Das Kompetenznetz Pädiatrische Onkologie und Hämatologie (KPOH) ist ein Forschungsverbund aus Wissenschaftlern, Ärzten und Kliniken, besonderen Einrichtungen und Betroffenen, die es sich zum Ziel gesetzt haben, die Diagnostik und Behandlung von Kindern und Jugendlichen mit Krebserkrankungen ständig zu verbessern. Es wurde 1999 von der Gesellschaft für Pädiatrische Onkologie und Hämatologie (GPOH) gegründet, um das Wissen aller Beteiligten über diese Krankheit optimal zu vernetzen. Die GPOH hat bereits in der Vergangenheit dafür gesorgt, dass rund 90% aller Betroffenen in Deutschland nach einheitlichen Behandlungsstrategien untersucht und behandelt werden.

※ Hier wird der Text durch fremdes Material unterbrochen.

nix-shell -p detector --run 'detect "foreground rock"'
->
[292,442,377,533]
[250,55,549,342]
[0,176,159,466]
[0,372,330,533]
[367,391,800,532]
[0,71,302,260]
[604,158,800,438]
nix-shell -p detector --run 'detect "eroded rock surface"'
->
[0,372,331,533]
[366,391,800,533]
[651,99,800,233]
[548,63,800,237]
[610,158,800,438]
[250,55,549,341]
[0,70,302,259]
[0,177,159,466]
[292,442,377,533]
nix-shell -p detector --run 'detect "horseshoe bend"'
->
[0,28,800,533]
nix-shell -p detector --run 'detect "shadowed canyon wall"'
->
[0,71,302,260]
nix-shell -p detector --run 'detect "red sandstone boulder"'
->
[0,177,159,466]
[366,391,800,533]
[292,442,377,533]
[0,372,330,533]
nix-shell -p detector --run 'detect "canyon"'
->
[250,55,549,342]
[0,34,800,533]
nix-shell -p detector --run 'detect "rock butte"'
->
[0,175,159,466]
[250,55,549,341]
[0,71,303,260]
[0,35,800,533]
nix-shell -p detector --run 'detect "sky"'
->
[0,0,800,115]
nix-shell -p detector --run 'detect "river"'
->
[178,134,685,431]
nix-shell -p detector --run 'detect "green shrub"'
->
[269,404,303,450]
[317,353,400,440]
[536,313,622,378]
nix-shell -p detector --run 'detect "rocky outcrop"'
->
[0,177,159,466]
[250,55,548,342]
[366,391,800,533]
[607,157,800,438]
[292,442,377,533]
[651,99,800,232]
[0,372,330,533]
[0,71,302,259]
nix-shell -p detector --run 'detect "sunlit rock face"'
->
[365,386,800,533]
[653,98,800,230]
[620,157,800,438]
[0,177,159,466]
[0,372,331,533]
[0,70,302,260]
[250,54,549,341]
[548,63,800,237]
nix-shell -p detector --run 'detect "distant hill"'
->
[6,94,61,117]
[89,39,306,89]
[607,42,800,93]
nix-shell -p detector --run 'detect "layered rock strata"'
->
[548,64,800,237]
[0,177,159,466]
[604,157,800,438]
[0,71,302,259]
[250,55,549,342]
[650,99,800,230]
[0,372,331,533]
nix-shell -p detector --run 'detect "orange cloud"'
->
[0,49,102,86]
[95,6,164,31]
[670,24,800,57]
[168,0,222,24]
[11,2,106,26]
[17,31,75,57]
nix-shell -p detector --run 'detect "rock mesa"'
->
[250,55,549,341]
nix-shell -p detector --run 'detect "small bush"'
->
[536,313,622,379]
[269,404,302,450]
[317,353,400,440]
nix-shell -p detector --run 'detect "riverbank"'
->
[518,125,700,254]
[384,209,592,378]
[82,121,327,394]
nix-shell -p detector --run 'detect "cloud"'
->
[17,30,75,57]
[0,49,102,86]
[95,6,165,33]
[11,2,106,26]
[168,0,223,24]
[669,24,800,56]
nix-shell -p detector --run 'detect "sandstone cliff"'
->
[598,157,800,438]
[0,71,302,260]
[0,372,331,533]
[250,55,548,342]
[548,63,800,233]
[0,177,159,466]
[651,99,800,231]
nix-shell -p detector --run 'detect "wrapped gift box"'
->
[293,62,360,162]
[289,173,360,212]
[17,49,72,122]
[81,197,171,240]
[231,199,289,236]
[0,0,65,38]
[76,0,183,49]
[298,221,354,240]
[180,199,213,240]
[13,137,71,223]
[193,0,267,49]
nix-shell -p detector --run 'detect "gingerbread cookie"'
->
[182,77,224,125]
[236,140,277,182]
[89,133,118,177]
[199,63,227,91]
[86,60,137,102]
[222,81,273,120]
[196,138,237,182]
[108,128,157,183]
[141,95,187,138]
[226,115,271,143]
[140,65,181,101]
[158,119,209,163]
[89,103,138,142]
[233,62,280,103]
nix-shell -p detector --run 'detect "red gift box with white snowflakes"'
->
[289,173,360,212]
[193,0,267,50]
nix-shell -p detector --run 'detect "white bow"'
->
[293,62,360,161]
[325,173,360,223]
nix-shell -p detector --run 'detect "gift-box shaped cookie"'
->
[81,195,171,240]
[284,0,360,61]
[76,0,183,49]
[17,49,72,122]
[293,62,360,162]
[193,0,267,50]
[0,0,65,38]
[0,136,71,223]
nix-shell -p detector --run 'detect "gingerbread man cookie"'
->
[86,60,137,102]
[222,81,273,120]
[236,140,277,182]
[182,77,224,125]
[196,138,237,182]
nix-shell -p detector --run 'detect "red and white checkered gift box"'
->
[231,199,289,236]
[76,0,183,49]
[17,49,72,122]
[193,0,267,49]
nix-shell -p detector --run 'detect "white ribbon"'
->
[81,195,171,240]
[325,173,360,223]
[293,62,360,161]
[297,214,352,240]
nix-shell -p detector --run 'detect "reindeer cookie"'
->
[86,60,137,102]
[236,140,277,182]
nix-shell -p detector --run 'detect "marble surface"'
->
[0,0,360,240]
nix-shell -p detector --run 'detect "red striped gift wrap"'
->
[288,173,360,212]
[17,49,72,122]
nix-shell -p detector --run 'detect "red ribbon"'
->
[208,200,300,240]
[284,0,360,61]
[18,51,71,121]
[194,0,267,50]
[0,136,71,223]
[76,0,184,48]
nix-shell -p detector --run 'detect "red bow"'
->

Das Netzwerk soll nun für "Mehr Wissen, besseres Verstehen und gezielteres Behandeln" sorgen und einen Qualitätsstandard für alle Fragen rund um Krebs bei Kindern festlegen. Gegenwärtig werden im Netz elf spezifische Aufgabenstellungen von multizentrisch-kooperierenden Einrichtungen bearbeitet, gegliedert in die drei Schwerpunkte Strukturmaßnahmen, Grundlagenforschung und Therapieforschung.

In den letzten Jahren und Jahrzehnten haben sich rasante Fortschritte gezeigt. Zu verdanken ist dieser Erfolg einer stark verbesserten Entwicklung der Chemotherapie, der Laborforschung und der Klinischen Forschung - doch der status quo kann nur ein Zwischenschritt sein. Ziel auch aller künftigen Anstrengungen ist es, die Heilungsraten und die Lebensqualität der Betroffenen weiter zu steigern.

Mit jährlich - glücklicherweise - nur ca. 2.000 neu erkrankten Kindern und Jugendlichen in Deutschland verfügt nicht eine einzelne Einrichtung, sondern nur ein koordiniertes Netz über die erforderliche Informationsmenge und das Fortschrittspotenzial.